Fairshare with queue priority


#1

Hi,

I have a question and a suggestion. I need to meet following conditions:

  • I need to use queue priorities
  • I need to use fairshare
  • if queues have the same priority I need to sort the jobs acccording to fairshare (I actually need by_queue = false for queues with same priority)

AFAIK there is no way how to meet this conditions together. Am I missing something?
If I use by_queue=True the third condition is broken. If I use by_queue=False the first condition is broken.

I would like to suggest to add a new bool options to the sched_config “fair_share_with_priority”, which allows to respect queue priority together with fairshare and with by_queue=false.

Setting the “fair_share_with_priority = true” simply means: Sort the jobs according to queue priority first. If the queue priority is equal sort according to fairshare.

I already prepared a patch for this. Is it interesting? What do you think?


#2

@vchlum PBS sorts jobs within a queue by applying fairshare when there by_queue or round_robin is enabled.

If it helps in your use case try enabling round_robin in your complex. It will sort the queues based on their priorities, apply fairshare on each of these queues and pick jobs in round robin fashion from the queues that have the same priority level.

In your patch, I imagine you might be applying fairshare to a bunch of jobs from different queues which are at same priority level. I can see, that is something that we don’t have currently and there is no harm in raising an issue/pull and get the discussion going.

Thanks,
Arun


#3

Hey,
I actually think this is possible by the simple fact that the job_sort_formula is a higher sort key than fairshare.
Do the following:

  1. Turn by_queue: False
  2. set job_sort_formua = queue_priority
  3. Turn fairshare: True

By turning by_queue to false, you’ll sort all the jobs as one large queue. By setting job_sort_formula = queue_priority, all jobs in queues with the same priority will be sorted together. If any two jobs have the same formula value(queue priority), we sort on fairshare.

This should provide you what you want.

Bhroam


#4

Bhroam,

You’re the scheduler expert and know the code better than anyone, but if this actually works I think we need to rework the documentation a little bit.

Section 4.2.5.4 of the 14.2.1 Admin Guide says:

You can create a formula that the scheduler uses to sort jobs. The scheduler applies this formula to all jobs in the complex, using it to calculate a priority for each job. For example, you can specify in the formula that jobs request- ing more CPUs have higher priority. If the formula is defined, it overrides fairshare and sorting jobs on keys.

To me, “overrides” implies that those other options are ignored, not that “the formula is the primary key”. I could see where you might interpret it otherwise, but we should probably be absolutely clear.

Similarly 4.8.21 says:

This formula will override both job_sort_key and fair_share for sorting jobs.

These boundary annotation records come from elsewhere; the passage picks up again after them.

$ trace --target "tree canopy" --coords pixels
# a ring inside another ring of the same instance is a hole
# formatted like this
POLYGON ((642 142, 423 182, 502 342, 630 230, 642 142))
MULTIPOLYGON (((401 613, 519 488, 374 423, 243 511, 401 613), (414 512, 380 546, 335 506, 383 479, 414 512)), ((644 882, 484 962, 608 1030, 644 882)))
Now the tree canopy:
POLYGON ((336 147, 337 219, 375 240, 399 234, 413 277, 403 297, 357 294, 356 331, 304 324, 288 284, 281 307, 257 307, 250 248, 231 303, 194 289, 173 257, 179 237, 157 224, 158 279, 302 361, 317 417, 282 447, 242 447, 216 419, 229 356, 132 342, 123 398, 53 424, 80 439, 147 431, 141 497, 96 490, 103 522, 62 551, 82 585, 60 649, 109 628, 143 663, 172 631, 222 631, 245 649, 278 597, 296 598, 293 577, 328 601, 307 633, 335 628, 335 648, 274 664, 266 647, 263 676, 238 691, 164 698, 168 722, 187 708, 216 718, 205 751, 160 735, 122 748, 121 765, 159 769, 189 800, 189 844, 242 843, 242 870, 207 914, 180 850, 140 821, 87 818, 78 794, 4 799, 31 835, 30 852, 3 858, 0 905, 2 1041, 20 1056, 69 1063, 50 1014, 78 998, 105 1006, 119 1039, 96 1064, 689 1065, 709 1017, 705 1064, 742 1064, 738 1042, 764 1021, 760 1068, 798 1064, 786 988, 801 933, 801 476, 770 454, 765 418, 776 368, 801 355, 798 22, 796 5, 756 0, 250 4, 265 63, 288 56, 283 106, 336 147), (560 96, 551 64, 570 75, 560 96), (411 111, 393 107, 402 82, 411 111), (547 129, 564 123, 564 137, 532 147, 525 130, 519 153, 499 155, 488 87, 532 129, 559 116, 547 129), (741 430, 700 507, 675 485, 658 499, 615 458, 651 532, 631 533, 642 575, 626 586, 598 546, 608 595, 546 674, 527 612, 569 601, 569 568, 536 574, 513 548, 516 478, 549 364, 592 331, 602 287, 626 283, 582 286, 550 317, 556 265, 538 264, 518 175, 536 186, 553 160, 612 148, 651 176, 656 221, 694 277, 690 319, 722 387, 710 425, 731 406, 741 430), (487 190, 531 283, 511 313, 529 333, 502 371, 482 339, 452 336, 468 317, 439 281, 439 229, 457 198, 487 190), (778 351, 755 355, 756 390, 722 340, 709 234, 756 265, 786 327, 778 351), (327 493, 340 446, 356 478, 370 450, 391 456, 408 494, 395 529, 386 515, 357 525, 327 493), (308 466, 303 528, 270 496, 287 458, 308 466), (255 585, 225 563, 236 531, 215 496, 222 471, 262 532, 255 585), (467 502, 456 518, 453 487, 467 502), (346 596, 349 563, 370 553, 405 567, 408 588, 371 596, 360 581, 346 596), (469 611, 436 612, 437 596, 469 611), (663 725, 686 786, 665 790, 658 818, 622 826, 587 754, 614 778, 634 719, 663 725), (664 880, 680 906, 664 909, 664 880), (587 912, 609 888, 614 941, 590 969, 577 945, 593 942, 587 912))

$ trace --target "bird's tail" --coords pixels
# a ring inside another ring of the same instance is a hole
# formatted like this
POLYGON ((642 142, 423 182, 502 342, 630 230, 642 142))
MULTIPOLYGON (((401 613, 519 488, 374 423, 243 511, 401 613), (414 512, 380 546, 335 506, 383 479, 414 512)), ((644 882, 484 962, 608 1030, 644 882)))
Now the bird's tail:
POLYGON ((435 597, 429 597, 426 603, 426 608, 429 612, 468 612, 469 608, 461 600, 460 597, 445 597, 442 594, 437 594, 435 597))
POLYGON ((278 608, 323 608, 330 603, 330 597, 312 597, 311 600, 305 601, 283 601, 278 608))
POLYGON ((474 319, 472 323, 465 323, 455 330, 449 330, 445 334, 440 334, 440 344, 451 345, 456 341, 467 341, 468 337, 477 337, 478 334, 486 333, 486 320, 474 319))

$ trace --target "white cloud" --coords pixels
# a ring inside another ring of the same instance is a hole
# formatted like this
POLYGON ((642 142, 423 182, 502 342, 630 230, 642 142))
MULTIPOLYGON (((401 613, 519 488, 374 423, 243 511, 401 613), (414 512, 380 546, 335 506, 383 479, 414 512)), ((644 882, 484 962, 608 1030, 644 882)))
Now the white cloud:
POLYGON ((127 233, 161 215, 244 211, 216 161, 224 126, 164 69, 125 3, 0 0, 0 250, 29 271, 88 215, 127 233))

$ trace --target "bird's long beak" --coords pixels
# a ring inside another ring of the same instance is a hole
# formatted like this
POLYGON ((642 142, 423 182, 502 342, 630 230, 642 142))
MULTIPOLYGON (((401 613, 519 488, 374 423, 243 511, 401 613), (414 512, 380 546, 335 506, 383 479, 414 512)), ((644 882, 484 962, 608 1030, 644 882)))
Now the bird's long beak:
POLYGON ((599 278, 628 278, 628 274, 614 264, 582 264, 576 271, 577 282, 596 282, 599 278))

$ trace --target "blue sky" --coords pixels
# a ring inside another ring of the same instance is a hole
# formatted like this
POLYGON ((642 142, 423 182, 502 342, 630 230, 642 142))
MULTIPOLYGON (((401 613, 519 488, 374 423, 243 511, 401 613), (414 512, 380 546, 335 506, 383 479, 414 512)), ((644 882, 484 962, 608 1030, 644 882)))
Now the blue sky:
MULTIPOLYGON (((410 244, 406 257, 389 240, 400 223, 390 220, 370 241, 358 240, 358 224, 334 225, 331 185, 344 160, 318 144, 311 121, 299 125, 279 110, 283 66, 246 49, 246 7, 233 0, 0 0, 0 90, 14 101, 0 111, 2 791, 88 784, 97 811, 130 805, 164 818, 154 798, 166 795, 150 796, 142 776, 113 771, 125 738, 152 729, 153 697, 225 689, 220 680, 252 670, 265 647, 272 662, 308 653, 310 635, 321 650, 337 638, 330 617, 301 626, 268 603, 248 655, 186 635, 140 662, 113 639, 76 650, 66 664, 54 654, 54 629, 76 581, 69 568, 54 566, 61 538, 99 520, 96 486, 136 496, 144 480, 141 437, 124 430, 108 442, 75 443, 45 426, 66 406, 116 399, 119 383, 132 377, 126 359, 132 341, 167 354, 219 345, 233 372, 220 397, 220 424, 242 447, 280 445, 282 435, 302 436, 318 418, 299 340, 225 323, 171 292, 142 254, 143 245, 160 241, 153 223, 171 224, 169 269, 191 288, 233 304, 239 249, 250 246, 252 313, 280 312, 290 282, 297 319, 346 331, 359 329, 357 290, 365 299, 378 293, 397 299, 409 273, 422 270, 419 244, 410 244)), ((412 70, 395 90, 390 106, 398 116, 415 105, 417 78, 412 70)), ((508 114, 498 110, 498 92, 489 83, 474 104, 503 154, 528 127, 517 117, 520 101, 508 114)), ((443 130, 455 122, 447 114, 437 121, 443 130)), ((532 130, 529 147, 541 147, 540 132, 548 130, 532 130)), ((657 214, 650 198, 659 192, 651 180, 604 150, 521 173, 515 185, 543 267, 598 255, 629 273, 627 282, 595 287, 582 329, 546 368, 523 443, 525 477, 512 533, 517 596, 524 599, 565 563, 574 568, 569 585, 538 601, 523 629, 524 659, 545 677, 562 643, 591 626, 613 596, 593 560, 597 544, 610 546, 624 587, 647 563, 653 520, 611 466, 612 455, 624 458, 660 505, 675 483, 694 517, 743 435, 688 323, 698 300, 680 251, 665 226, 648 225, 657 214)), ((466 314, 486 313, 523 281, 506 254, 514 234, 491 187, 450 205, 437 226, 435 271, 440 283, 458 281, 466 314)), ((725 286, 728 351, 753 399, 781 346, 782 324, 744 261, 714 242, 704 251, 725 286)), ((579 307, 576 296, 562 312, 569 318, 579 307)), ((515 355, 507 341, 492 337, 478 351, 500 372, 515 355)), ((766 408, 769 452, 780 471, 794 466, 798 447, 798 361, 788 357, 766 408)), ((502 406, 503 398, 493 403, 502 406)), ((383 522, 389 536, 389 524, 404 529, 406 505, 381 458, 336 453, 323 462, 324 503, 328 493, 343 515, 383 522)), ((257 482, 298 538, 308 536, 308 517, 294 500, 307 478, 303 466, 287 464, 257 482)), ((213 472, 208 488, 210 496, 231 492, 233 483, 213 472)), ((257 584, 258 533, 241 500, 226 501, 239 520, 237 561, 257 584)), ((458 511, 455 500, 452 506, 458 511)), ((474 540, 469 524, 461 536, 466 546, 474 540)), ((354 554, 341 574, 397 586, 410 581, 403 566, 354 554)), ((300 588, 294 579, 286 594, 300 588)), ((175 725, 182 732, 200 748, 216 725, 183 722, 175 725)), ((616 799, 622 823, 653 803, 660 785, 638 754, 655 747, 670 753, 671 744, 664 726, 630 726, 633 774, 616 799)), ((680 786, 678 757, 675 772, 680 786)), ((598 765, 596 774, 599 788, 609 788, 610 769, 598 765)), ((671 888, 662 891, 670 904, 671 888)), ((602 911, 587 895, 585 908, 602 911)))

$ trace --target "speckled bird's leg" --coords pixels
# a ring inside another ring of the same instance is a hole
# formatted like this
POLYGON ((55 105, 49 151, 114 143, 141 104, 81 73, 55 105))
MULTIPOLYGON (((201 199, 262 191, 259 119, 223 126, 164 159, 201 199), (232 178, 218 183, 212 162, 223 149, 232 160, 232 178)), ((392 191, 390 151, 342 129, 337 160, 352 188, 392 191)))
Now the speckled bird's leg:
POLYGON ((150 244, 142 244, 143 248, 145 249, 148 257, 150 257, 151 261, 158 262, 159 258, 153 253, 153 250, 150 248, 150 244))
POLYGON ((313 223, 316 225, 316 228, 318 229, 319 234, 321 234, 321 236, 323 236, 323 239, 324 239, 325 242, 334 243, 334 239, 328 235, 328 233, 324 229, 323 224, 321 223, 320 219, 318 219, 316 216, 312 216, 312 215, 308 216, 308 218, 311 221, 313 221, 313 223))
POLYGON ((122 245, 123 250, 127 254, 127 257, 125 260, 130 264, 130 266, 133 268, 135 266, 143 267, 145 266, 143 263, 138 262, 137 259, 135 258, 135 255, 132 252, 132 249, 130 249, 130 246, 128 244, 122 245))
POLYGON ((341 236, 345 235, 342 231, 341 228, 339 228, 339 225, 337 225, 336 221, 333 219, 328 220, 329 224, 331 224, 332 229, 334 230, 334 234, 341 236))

If the job_sort_formula server attribute contains a formula, the scheduler will use it. If not, and fairshare is enabled, the scheduler computes job priorities according to fairshare. If neither the formula nor fairshare is defined, the scheduler uses job_sort_key.

This would seem (to me at least) to imply that both fairshare and the sort keys are ignored if the formula is specified.


#5

Thank you @bhroam! I did a few tests and it works exactly as I need. No patch is needed.


#6

Wait, so if this works for job_sort_formula = queue_priority, then can I assume it works for any job_sort_formula when fairshare is enabled? I was recently trying to do something very similar, only with a different job_sort_formula. Having read the admin guide and seeing the sections that @sgombosi referenced, I didn’t bother to proceed as I still wanted fairshare to be applied, and not overridden (or disabled). If we can use both job_sort_formula and fairshare, that would be ideal. (Even better would be if we could also choose the precedence of features, but I’d expect that to be a new feature request.)

Gabe


#7

My understanding is that, yes, the works as you’d like. Perhaps @bhroam could provide the final word (as it’s more his area)?


#8

Yes, Bill is correct.

The scheduler sorts first on the formula and then on fairshare. This means that any time two job’s formula values are equal, the scheduler will sort on fairshare. In reality I suspect you’ll need a very simple job_sort_formula to make this work well (e.g., queue_priority).

Alas, the order of the overall sort in the scheduler is hard coded. While having a fully flexible sort might sound great, in reality I think it would cause more problems than it would solve. For instance if preemption isn’t sorted on first, express queue jobs could be sorted after normal jobs. We’d start normal jobs just to have them preempted in the same cycle. Being able to reorder fairshare and the job_sort_formula could work, but fairshare usage values are very diverse. The reality would be that you’d have the job_sort_formula sort the jobs within one entity, but not between entities.

Bhroam


#9

@bhroam Thanks for the explanation. I effectively want to sort jobs based on ‘size’ (ncpus*mem) and then sort by fairshare, which it sounds like I can do, despite what the documentation says about job_sort_formla and fairshare being mutually exclusive.

Thanks,

Gabe


#10

Hello @bhroam ,

I have one more question. Can I use job_sort_formula + fairshare + job_sort_key/s. It seems to work altough the guide 14.2 says: “It is invalid to set both job_sort_formula and job_sort_key at the same time.” [AG-139]

I tried following configuration:
job_sort_formula = queue_priority
fair_share: true
job_sort_key: “job_priority HIGH”

I tested this configuration and it worked… and no error was shown.

I added one more job_sort_key (so I used two job_sort_keys) and then following error was shown: “query_server;Job sorting formula and job_sort_key are incompatible. The job sorting formula will be used.”.

I was surprised both of the job_sort_key were working. Is this configuration really invalid/wrong/forbidden?

Thank you,
Vasek


#11

At some point job ordering was turned into a multi-layer sort. If any one key is equal, it will drop down to the next layer. I believe the order is job_sort_formula, fairshare, job_sort_key. Using these three, the only time you’ll likely get down to job_sort_key is if the fairshare entities are the same.

The reason the scheduler complains at you when you use both job_sort_formula and job_sort_key is that when the RFE was implemented, the formula was supposed to supplant job_sort_key. The scheduler complains that you shouldn’t use both together. As a note, it isn’t really supported by PBS. It just happens to work.

I checked the code and that error message is strange. It specifically checks of for a second job_sort_key before it is printed. I would have expected it to print with just one.

In any case, the direction we want to move in will be to deprecate job_sort_key. The formula can do much more that just a tiered sort on resources.

If you are using the master branch of PBS, you can embed fairshare into the formula. See this design doc

There is a slight bug in it right now. You need to to turn on fair_share in the sched_config for it to work properly.


#12

Thank you @bhroam. OK, I will use only the formula.